Vote count goes down to the wire, with overall dissatisfaction on new deal

As both chambers prepare for debate this afternoon on debt deal reached by lawmakers Sunday evening, most of the attention will be focused on efforts to get conservative Republicans and liberal Democrats on board to vote yes.

Many of those who opposed the Boehner and Reid plans will likely oppose the latest proposal as well. The Cut, Cap and Balance Coalition released a statement Monday morning opposing the deal, which could offer a glimpse into how the other Cut, Cap, Balance (CCB) backer will act as well. (RELATED: Obama carefully backs debt deal)

Sen. Mike Lee of Utah, the prime sponsor of the CCB in the Senate, is a ‘No’, his spokesman told The Daily Caller on Monday.

Sen. Marco Rubio of Florida will also be voting no, TheDC has learned.

Sen. Lindsey Graham of South Carolina will also vote ‘no,’ saying in a statement Monday, “I cannot in good conscience support this deal.
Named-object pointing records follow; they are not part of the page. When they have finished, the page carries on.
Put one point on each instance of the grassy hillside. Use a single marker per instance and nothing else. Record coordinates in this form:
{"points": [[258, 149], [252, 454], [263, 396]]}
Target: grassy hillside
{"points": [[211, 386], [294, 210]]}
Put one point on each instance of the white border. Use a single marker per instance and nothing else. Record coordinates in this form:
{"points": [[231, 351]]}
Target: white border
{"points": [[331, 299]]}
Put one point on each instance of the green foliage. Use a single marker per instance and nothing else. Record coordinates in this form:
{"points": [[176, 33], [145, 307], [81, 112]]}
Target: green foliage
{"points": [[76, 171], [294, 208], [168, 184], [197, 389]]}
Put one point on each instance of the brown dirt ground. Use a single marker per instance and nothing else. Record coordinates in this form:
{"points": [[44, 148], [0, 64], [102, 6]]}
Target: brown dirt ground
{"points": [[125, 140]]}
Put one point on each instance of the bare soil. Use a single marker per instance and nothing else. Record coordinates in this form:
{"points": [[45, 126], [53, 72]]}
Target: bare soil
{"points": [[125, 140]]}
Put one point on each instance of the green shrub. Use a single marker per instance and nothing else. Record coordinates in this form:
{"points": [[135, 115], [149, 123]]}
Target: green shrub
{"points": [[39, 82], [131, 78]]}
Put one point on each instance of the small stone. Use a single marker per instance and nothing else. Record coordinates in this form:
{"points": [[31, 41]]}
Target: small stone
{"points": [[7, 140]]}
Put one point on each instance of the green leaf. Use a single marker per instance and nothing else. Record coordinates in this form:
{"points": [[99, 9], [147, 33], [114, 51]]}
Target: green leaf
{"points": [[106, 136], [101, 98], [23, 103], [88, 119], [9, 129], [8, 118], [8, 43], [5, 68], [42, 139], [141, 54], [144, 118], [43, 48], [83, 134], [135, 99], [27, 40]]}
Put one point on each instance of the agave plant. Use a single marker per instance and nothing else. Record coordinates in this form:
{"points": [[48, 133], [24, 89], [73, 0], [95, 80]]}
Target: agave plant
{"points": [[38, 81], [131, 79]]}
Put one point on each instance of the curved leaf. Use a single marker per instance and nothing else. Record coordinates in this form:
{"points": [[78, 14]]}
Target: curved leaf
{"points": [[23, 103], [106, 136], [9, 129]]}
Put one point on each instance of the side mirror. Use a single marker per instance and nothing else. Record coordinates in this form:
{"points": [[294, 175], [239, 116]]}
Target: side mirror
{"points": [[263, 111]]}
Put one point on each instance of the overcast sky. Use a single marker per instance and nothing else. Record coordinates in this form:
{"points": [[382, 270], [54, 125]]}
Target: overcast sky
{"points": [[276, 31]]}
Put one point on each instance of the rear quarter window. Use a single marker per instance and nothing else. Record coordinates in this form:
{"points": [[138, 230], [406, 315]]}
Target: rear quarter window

Simply stated, it locks us into more debt, bigger government and most devastating of all, a weakened defense infrastructure at a time when we face growing threats.”

In the House, Rep. Joe Walsh if Illinois will also vote against the bill. And according to one GOP source, the chatter on Capitol Hill is that between 50 and 60 Republicans will vote against the deal. There are 240 Republicans in the House.

A spokesperson for Rep. Tim Scott of South Carolina told TheDC the Congressman, who voted against the Boehner plan, is still reviewing the new legislation and hasn’t come to any conclusion yet.

That means Minority Leader Nancy Pelosi will need to come through with Democratic votes. Without Democrat support, it’s very likely the measure will not pass. But that is easier said than done, as the progressive caucus is not thrilled with the deal.

Rep. Raul Grijalva of Arizona said “This deal trades peoples livelihoods for the votes of a few unappeasable right-wing radicals, and I will not support it.

“The Democratic Party, no less than the Republican Party, is at a very serious crossroads at this moment,” the co-chair of the Congressional Progressive Caucus added. “This deal weakens the Democratic Party as badly as it weakens the country. We have given much and received nothing in return. The lesson today is that Republicans can hold their breath long enough to get what they want.”

Rep. Emmanuel Cleaver of Missouri said of the deal that if he were a Republican, he’d be “dancing in the streets.”

But as the hours tick by, the likelihood is that more and more Democrats will come to the same conclusion as Rep. Bob Andrews, who said on MSNBC Monday morning, “I’m not happy with this deal, but I’m going to vote for it.”